Apology from council with “propaganda” removed from its website as elections loom

Link: A Tweet promoting Barnsley's Council's Q&A on Penny Pie Park
Link: A Tweet promoting Barnsley's Council's Q&A on Penny Pie Park

Barnsley Council has removed ‘myth buster’ information about a fiercely contested decision to build a traffic gyratory on the site of a urban park after a local election candidate complained the authority had breached ‘purdah’ rules on political campaigning.

Planning permission has been granted to build a ring-road on Penny Pie Park, between the town centre and the M1 to alleviate traffic congestion which has been increasing for the last two decades.

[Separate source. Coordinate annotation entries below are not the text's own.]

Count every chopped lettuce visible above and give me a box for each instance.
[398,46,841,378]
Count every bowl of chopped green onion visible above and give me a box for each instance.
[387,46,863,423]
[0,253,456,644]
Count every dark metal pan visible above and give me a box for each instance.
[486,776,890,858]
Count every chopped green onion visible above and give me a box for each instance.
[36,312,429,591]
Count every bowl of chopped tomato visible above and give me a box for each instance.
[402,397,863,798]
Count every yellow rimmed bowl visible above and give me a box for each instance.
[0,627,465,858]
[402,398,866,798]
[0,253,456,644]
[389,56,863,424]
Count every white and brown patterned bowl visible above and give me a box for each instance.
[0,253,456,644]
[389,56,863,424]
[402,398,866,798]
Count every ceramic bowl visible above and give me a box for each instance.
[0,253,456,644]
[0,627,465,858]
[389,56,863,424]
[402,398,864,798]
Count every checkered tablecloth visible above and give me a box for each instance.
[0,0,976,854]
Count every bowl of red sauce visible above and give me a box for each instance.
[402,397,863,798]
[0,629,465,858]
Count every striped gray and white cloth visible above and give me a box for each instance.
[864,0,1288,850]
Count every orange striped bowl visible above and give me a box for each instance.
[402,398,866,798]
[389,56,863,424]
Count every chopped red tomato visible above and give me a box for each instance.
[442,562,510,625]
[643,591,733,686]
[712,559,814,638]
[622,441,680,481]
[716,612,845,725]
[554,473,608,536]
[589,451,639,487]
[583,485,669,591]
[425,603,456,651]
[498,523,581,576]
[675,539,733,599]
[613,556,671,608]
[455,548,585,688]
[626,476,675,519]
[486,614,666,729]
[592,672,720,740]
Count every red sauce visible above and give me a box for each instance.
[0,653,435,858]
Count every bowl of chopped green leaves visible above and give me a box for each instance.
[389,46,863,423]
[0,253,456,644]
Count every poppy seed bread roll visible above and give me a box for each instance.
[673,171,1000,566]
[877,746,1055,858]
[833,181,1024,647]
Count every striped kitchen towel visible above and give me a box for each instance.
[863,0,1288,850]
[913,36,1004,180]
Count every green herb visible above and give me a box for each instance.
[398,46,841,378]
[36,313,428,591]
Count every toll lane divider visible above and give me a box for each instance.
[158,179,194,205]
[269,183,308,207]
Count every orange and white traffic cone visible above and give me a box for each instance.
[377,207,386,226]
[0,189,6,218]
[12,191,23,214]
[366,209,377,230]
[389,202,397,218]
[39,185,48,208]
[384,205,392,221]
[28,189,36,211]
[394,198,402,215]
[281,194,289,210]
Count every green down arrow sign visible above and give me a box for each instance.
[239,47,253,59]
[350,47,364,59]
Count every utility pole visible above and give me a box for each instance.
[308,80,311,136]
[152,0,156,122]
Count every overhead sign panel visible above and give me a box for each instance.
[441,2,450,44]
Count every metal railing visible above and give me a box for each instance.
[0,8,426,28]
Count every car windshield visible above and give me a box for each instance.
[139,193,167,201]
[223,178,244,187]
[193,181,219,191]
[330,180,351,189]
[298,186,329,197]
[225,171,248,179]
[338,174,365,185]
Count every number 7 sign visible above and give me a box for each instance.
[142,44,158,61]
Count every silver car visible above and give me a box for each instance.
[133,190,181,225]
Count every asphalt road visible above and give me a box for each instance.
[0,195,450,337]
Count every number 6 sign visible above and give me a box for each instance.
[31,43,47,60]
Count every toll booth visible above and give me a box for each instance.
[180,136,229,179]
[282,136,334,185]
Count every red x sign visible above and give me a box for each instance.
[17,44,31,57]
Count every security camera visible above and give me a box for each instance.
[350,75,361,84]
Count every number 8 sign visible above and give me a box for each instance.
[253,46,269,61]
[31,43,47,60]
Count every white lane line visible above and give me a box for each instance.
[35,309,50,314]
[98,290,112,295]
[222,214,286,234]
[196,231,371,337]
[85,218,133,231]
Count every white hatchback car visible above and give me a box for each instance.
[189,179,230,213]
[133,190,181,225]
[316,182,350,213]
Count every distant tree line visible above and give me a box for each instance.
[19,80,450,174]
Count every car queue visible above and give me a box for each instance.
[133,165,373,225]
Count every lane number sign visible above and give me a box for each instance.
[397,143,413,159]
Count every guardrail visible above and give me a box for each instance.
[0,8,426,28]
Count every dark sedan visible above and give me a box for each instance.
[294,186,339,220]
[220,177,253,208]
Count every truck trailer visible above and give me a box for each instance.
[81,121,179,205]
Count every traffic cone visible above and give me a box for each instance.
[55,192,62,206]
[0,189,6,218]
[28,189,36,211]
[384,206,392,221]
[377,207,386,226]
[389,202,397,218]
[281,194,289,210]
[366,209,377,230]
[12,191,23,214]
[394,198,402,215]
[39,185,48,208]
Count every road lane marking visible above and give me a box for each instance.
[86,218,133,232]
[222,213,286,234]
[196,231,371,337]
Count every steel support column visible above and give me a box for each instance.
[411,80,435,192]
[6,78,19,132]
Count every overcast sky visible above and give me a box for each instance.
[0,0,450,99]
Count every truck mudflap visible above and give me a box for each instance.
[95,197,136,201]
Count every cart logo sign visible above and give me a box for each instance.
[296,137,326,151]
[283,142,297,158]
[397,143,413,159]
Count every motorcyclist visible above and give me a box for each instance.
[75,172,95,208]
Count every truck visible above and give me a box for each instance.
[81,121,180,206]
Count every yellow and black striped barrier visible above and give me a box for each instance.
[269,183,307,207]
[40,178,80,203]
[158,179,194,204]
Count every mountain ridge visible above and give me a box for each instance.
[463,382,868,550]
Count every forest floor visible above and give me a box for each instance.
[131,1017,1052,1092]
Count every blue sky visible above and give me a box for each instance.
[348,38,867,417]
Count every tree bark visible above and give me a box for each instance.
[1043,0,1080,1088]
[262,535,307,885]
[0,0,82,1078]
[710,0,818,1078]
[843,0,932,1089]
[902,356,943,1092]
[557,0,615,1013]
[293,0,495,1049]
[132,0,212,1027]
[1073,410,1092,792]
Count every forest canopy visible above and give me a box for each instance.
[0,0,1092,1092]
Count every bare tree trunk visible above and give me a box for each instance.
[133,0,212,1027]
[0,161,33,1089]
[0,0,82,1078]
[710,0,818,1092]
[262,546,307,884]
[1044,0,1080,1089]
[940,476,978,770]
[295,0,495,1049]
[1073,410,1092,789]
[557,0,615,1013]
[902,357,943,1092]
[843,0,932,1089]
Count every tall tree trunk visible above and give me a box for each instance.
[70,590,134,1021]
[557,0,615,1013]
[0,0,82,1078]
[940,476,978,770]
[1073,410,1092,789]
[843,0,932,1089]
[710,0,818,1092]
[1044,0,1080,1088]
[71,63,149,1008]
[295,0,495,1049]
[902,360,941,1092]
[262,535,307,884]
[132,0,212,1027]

But the council faced a large campaign to save the site with Peter Fielding, a resident of nearby Pogmoor, among those spearheading the opposition.

He then took the decision to stand as a Liberal Democrat in next month’s council elections, but complained after finding a ‘myth buster’ questions and answers document about the planned work on the local authority website.

All councils are expected to abide by rules called ‘purdah’, which is effectively a cease-fire on issuing information which promotes the council in the weeks leading up to elections. The intention is to avoid potentially influencing voters.

Now the council’s elections manager, Peter Clark, has written to Mr Fielding to say the information has been removed, saying: “I am sorry that this was posted by the council, the post has now been deleted and I have instructed that there will be no further public communications on this issue by the council during the election period.”

Mr Fielding said he would be taking no further action over the issue, but said: “This was not a factual post but was what can only be described as propaganda about a politically sensitive subject well into the prescribed purdah period.

“This is in my view a clear breach of the purdah guidelines. This information could have been published months ago, so what prompted its publication just three weeks before an election when the issue of Penny Pie Park is a major issue.”

Mr Fielding has had an increased profile in the community since becoming heavily involved in a campaign aimed at stopping Barnsley Council’s plans to put a gyratory on the site of the park.

He spoke at a planning meeting, where an application for permission was passed, in December and then approach the Secretary of State for Local Government, James Brokenshire, asking him to call in the application to be reviewed outside the council. That was declined.

Barnsley Council has consistently insisted the Penny Pie Park plan is the only option to deal with growing traffic congestion in an area with virtually no free space.

Officials looked at more than 30 options before recommending the ring road which will take up much of the park and leave an island of green space in the middle of traffic lanes. That suggestion was adopted by councillors and other associated legal processes are being completed before building work begins.

Mr Fielding is standing to represent the Dodworth ward in the elections.